House Democrats have said they are down to a final few issues as they negotiate with the administration on the U.S.-Mexico-Canada Agreement (USMCA). Pelosi added over the Thanksgiving recess that they were “within range” of an agreement.
“Now, we need to see our progress in writing from the Trade Representative for final review,” Pelosi said in a statement.
The Trump administration and top Republicans have stepped up their public criticism of Pelosi as it becomes increasingly likely that the trade agreement will not see movement on Capitol Hill by the end of December. Once the implementation legislation is introduced, the House has to vote on it within 60 session days, though lawmakers think they could move faster if there’s a bipartisan deal.
Pelosi has opened the door to the negotiations dragging into 2020. Supporters worry that pushing it past December makes it more likely the trade deal will get derailed by presidential campaign politics and stuck permanently in legislative purgatory.
Senate Majority Leader Mitch McConnell (R-Ky.) recently lashed out at Pelosi in a tweet, saying the House Democratic leader was to blame for the USMCA being “stalled.”
“Lots of talk, but no action for American workers,” he added.
VAWA
Top negotiators in the Senate say they want to get a deal on the Violence Against Women Act (VAWA) by the end of the year.
Sens.

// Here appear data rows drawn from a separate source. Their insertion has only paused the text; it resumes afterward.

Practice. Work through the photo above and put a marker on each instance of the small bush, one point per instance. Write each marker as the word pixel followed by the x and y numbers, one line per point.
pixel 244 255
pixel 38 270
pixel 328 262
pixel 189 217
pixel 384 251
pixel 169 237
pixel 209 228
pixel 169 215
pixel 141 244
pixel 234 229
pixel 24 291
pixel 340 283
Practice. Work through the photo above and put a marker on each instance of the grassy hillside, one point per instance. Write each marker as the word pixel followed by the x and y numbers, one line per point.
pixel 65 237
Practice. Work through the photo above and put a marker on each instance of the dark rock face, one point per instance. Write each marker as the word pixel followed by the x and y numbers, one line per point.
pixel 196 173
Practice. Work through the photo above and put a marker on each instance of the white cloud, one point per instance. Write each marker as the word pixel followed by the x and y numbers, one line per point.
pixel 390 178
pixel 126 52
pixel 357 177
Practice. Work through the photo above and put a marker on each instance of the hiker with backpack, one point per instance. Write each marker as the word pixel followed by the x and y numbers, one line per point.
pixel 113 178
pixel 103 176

Dianne Feinstein (D-Calif.) and Joni Ernst (R-Iowa) have introduced competing versions of legislation to reauthorize VAWA after their talks aimed at finding a bipartisan bill unraveled.

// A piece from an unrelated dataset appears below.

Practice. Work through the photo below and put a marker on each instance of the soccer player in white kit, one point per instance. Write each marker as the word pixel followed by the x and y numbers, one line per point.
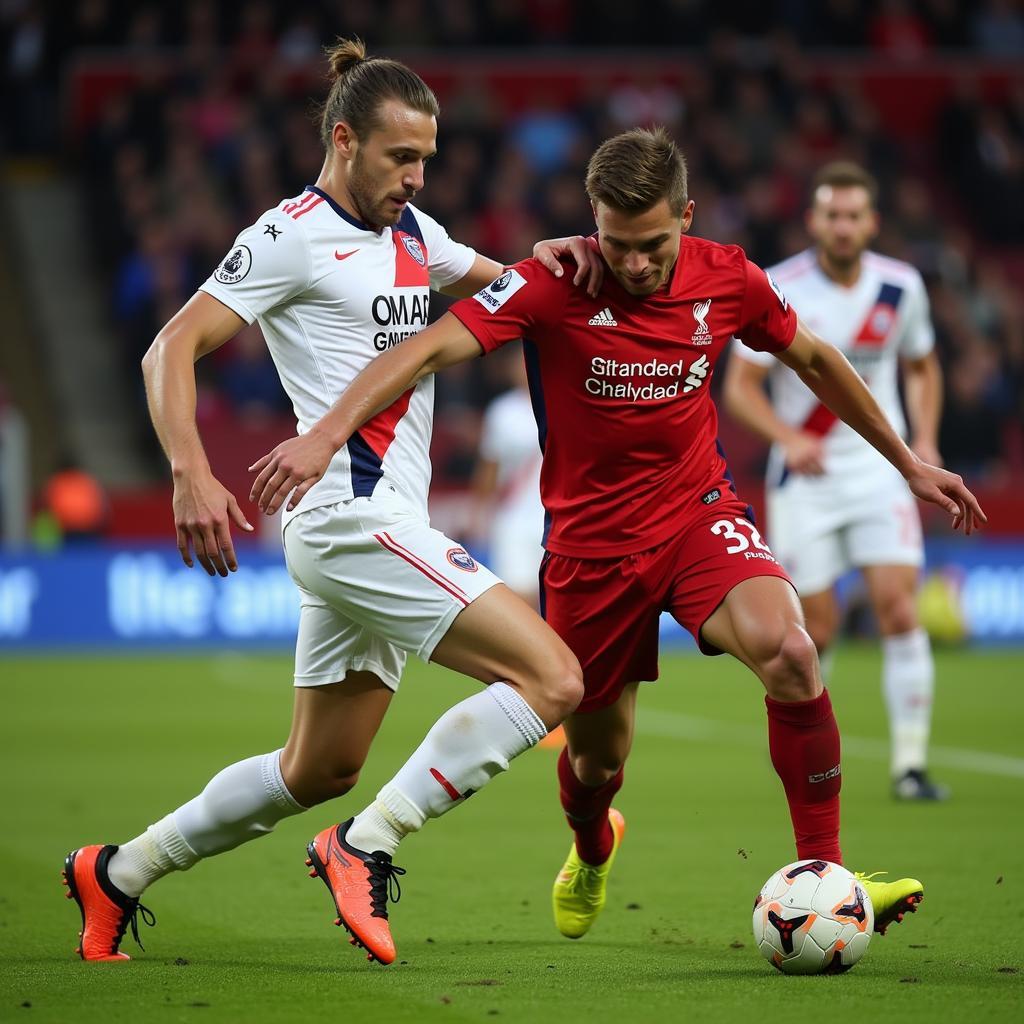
pixel 507 485
pixel 336 275
pixel 833 502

The House-passed bill, which is the legislation that Feinstein reintroduced in the Senate, has drawn opposition from the National Rifle Association and Republicans because of a provision that eliminated the so-called boyfriend loophole by expanding a current ban on firearm purchases for spouses or formerly married partners convicted of abuse or under a restraining order to include dating partners who were never legally married.
LGBT and tribal sovereignty provisions are also viewed as two other sticking points.
Ernst and Feinstein sparred over the bill shortly before the recess but publicly pledged to try to find a deal by the end of December.
“I think that by the end of the year, we should find something that will work to reauthorize this very, very important piece of legislation,” Ernst said.
VAWA, which provides funding and grants for domestic abuse programs, lapsed in February after it was left out of a funding bill that ended the partial government shutdown.